Robert Brown wasn’t like Gemma Owens or Doctor Mathews. Bailey’s smile faltered. She didn’t know Doctor Mathews’ first name. Why didn’t she know his first name? Bailey’s eyes narrowed at her mother’s back as she walked towards the bathroom and closed the door behind her. Had she ever known it?
It was a common side effect of a bad concussion to have memory loss. It was also common to have headaches the first few weeks or months afterwards. Bailey didn’t have headaches, thank God, but she did slip up with remembering details every once in a while. She stood from the couch and walked over to her fridge. What had she had trouble remembering this week? Bailey stuck her head in the fridge and poked around for a few seconds. She grabbed the milk cartoon and closed the door again.
She couldn’t remember where she’d put her car keys. That wasn’t a big deal, at least not this week, since she hadn’t been well enough to drive anywhere. And that was fairly common with Bailey. If she didn’t consciously put her wallet and keys in the bowl on her dresser in her bedroom, then she would drive herself nuts trying to find them. Bailey unscrewed the cap to the milk and took a swig right out of the gallon.

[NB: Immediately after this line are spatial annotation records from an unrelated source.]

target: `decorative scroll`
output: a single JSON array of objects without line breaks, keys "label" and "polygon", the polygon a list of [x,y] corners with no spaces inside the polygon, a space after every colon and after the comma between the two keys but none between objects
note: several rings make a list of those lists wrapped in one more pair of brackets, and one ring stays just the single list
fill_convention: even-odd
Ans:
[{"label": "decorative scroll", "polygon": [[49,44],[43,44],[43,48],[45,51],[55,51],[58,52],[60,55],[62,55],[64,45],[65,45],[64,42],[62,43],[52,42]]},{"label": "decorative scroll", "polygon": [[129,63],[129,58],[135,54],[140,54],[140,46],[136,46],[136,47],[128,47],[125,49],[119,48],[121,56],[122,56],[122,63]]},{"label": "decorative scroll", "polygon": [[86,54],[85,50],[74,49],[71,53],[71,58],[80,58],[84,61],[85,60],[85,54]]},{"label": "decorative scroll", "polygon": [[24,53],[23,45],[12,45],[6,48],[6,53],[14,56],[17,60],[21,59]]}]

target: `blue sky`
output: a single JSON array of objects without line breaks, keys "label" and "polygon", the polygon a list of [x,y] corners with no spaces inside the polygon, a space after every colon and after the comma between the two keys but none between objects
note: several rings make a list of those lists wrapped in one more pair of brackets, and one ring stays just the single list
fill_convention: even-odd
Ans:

But not knowing Mathews’ first name… That was strange. Maybe it had something to do with PTSD. Bailey opened the refrigerator door and replaced the milk. She leaned back against the door. Maybe, since she associated Doctor Mathews with a traumatic experience, her mind automatically blanked his name out for her. Maybe it was her way of healing.
His first name would come back to her eventually.
Sighing, Bailey walked backed over to the couch and sat. Her mother flushed the toilet and reappeared from Bailey’s bedroom; she sat next to her. She played with a strand of Bailey’s hair absently.
“Big day tomorrow,” her mother said casually.
“Whatcha mean? I’m just going back to work,” Bailey replied.
“Exactly.” Her mother turned so that she faced Bailey head on. “Are you sure you’re ready? You don’t want to get the entire hospital sick.”
Bailey knew that wasn’t what her mother meant, but she decided that course of action was best at the moment. “I feel much better,” she said. “Besides, the patients are being pumped to the brim with antibiotics. There’s no way they would catch this cold, it’s over a week old.”
“That’s not what I meant.”
“Are we going to talk about it?”
“If you want.” Bailey stood and grabbed the TV remote from her grandmother’s pouf. She clicked the television on.
Her mother sighed and faced the TV. She seemed resigned to the fact that Bailey didn’t want to talk about Ace. That was what she wanted to hear about. Her mother wanted to know how Bailey was going to deal with that snag in her schedule. The truth was…Bailey didn’t know how she was going to deal with it either.